このように、ヒトは「やりがい」、「達成感」、「喜び」などを感じると前頭葉が免疫細胞からの疲労伝達物質をマスクしてしまうそうです。こうなると、本来脳が出すはずである「休憩しろ」というサインが出なくなるのです。

筆者自身、かつてはクライアントへの大事な提案の前は平気で数日は徹夜状態で働いたこともあります。「疲れている」という自覚はなく、むしろいつも以上に研ぎ澄まされた気がして「アドレナリンが出ている!」などと茶化していました。

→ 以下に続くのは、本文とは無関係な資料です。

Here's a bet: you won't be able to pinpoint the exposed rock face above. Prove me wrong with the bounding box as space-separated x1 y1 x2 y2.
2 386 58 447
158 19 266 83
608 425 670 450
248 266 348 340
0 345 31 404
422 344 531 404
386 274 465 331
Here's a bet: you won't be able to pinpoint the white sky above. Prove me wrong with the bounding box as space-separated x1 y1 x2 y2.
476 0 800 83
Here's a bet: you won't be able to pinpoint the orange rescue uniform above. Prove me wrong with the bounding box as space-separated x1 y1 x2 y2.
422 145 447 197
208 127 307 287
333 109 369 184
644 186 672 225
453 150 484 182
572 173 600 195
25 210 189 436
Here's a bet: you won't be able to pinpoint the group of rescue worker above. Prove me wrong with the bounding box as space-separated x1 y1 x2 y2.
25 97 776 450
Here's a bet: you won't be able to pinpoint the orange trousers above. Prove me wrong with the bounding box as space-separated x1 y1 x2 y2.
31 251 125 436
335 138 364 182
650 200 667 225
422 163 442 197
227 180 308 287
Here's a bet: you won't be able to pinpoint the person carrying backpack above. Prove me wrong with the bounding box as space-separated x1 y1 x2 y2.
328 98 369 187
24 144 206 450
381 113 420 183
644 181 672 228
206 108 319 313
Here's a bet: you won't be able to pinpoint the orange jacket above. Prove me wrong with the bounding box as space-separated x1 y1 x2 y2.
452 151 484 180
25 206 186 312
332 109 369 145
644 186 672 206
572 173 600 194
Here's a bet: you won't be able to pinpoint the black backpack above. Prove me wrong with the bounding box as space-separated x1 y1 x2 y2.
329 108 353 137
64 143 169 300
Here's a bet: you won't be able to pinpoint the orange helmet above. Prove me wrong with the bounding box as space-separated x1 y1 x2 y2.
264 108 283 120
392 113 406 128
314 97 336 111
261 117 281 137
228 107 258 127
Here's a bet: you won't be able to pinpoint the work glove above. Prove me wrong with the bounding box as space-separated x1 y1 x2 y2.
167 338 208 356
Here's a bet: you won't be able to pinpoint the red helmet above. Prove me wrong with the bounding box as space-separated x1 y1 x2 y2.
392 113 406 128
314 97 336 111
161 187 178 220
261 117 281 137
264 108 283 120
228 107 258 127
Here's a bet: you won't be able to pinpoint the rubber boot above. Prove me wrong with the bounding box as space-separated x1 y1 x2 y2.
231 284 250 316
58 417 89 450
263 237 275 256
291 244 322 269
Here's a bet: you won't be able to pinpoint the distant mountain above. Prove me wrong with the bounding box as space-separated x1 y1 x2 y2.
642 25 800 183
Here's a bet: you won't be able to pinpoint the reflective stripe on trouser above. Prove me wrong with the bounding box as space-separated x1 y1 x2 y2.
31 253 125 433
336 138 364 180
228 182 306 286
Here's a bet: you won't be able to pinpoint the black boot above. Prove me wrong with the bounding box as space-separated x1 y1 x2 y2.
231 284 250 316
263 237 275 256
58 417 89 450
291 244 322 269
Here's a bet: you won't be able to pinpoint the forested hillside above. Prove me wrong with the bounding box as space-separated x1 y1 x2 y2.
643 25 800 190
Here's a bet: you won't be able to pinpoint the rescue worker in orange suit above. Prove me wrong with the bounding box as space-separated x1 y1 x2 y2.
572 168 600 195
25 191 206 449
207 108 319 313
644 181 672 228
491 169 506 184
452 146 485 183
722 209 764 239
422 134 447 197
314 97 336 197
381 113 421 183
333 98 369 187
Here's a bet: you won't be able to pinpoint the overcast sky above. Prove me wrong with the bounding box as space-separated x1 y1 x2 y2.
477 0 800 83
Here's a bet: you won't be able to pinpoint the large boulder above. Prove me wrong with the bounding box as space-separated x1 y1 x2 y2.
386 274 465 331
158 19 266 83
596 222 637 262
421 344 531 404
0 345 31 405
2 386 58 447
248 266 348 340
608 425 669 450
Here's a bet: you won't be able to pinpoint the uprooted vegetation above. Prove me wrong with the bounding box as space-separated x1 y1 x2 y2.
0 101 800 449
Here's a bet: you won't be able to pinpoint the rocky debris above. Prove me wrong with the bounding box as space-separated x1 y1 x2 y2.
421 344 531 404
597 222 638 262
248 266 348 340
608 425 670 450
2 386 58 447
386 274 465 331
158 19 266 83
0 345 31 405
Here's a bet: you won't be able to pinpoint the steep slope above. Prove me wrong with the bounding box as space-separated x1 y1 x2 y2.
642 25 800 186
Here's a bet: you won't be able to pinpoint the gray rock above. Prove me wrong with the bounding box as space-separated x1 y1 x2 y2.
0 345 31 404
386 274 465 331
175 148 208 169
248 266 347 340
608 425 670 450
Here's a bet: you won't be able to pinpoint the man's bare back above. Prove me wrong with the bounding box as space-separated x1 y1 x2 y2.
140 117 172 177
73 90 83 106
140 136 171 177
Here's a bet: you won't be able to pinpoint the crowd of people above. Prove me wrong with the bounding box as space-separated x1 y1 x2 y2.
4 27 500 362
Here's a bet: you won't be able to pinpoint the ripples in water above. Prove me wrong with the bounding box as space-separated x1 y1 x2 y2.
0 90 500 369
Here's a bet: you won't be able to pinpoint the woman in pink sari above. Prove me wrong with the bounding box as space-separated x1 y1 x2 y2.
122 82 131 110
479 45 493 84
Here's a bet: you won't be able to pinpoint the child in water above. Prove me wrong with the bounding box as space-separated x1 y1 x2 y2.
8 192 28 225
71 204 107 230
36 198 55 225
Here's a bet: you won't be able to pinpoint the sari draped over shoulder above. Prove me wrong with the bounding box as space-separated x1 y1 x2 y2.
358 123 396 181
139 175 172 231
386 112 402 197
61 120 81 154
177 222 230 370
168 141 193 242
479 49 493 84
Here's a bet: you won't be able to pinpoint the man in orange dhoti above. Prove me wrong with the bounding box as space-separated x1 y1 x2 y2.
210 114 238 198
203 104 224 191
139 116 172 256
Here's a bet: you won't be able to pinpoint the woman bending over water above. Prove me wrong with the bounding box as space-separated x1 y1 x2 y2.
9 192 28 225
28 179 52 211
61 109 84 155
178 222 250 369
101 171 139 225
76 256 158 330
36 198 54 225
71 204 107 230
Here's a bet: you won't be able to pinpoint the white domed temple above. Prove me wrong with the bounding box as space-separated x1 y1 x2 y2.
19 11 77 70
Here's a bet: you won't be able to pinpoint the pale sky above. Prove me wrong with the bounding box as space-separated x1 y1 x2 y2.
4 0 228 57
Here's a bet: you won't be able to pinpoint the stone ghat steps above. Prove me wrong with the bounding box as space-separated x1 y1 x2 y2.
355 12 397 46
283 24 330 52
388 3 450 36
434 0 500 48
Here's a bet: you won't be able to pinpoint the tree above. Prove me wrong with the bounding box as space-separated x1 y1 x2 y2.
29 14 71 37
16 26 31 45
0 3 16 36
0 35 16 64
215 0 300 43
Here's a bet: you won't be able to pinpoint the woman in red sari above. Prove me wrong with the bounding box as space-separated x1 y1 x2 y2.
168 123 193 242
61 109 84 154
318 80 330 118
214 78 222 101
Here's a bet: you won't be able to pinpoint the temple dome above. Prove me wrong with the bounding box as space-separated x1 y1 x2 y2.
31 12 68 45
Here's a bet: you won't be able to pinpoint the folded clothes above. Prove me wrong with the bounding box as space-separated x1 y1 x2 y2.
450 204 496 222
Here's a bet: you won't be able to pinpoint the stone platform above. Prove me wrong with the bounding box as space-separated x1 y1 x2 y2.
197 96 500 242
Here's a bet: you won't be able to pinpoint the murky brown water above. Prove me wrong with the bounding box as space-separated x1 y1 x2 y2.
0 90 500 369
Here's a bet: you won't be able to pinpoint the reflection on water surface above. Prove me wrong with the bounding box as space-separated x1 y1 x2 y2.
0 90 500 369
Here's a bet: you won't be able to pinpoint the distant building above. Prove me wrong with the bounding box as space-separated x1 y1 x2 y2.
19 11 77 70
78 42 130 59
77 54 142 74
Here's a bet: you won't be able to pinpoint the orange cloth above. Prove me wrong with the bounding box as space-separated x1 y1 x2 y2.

しかし、移動中の電車で寝過ごす、お腹いっぱい食事が食べられない、など身体からのサインは確実にあったことを思い出します。

身体だけでなく、メンタルに不調を来たすのも現代人の特徴でしょう。筆者がマネジメントをしていた組織でもメンタルを病んだメンバーが数名いました。そのメンバーたちに共通していたのは「仕事熱心」という点と、不調を「気のせいと思う(思い込もうとする)」という点でした。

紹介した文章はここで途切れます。